Worst Jokes Ever
My ex-wife still misses me...
BUT HER AIM IS GETTING BETTER!
Here's how to piss off all of North America.
All the United States is, is South Canadia.
What did the farmer say when he lost his tractor?
"Where's my tractor!"
So I went to the binoculars shop the other day. Tell you what, they saw me coming.
How do you knockout an unorthodox blue tooth?
You get a good connection.
Stranger: Knock knock.
Person: Who's there?
Stranger: Sugma.
Person: Sugma who?
Stranger: Sugma balls, kid!
My dad and I went to the hospital once, and he said he'd be fine and it'd only take a few minutes.
Lying bastard never came out.
Rules of dark humor.
1. Everything shall be touched.
2. If it offends someone, it shall not be touched.
Two Trojan warriors were patrolling the streets of Troy at night. It was finally time for their duties to be relieved. When they went back to their houses, one Trojan fell in a puddle. "Nitrogen!" The other called. And the other responded coldly, “Good night.”
I would make a disabled joke.
But they never work.
Did you hear about the two guys who stole a calendar?
No?
They both got six months.
My friend says to me: "What rhymes with orange?" I said: "No it doesn't."
What college can Stephen Hawking not attend?

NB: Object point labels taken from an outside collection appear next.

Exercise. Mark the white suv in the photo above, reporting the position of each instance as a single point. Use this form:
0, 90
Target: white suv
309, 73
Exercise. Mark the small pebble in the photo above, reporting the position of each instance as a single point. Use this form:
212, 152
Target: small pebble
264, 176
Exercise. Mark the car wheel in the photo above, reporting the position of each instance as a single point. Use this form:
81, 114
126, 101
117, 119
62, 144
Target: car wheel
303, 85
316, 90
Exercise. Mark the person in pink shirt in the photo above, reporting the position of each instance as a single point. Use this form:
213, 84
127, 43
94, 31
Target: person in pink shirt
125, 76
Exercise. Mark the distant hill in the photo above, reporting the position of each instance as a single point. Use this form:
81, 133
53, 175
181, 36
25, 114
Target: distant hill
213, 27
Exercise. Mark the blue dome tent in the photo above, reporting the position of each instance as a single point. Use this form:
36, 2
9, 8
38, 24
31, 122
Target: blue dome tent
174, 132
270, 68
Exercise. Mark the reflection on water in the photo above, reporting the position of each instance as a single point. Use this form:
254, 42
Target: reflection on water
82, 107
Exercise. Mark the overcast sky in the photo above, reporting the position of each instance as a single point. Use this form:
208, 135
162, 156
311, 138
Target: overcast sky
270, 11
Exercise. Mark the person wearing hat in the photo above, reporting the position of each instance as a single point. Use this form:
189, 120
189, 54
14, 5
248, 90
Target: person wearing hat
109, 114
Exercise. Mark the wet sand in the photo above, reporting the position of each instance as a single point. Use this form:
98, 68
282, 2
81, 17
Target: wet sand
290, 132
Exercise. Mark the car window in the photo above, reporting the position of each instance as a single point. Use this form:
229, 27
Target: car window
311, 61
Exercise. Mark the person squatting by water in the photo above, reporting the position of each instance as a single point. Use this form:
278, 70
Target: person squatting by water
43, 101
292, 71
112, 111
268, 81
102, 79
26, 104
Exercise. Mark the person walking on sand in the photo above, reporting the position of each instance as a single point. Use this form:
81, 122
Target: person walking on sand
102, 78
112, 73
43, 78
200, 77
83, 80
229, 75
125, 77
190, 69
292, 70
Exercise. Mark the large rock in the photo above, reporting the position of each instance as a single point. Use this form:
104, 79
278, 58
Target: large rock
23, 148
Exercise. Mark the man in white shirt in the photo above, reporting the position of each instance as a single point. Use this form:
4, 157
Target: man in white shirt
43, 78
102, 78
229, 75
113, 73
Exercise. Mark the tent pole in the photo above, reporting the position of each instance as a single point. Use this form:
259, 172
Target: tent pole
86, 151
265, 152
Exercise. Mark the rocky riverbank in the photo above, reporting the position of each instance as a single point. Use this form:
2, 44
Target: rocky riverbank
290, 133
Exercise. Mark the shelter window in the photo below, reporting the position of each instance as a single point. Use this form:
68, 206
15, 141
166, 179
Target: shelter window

"Stand" Ford University. :3
I walked into the party and the host asked me if I would like a slice of pie.
I responded "yes," and he said: "okay, 14159."
What was the computer's best pickup line?
Nice bits!
What did the two paintings say after a long battle?
Let's call this one a draw.
What did the paintings name their daughter?
Palette.
Why did the cumulonimbus not show up for work?
Because it was on strike.
Why did the electron leave the atom?
Because it didn't want to be argon.
Why did the electron leave the atom?
Because it had its ion someone else.